Steve asked us if we wanted to taste some of his wines before we went to Fiddlehead. Twist our arms, why dontcha.
After about an hour spent going through all of the Palminas, and a couple of Brewer-Cliftons, Steve asked if we wanted to go backstage and taste a sample from one of his tanks. Twist our arms again.
While we were in the winery, I leaned on a wine barrel. Looked down at it. The logo on the side said Gamba.
"You have Gamba barrels!" I exclaimed.
Steve nodded. Said he'd bought them from some friends who had a company called Red Car.
I was leaning on Mark's barrels.

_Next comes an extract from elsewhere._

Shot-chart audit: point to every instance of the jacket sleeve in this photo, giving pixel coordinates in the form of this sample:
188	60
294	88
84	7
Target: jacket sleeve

I was leaning on the barrels that were the props in a scene in my book.
Wait, as the late-night philosophers say, there's more.
The other wine advisor on that book was a guy named Chip Hammack, a good friend from Chicago who'd also slid down the continent into Los Angeles in the 1980s.
Chip and Mark ended up working in the same wine store in L.A., and became close. Chip spoke at Mark's funeral.
Last year, when Shooters finally got published, Chip contracted stomach cancer. Passed away last September.
Moral #1: Coincidences are pure naturalism.
Moral #2: Never be a wine advisor on one of my books. It's one of the most dangerous jobs in showbiz.
Or maybe it's just one of those tacky literary coincidences.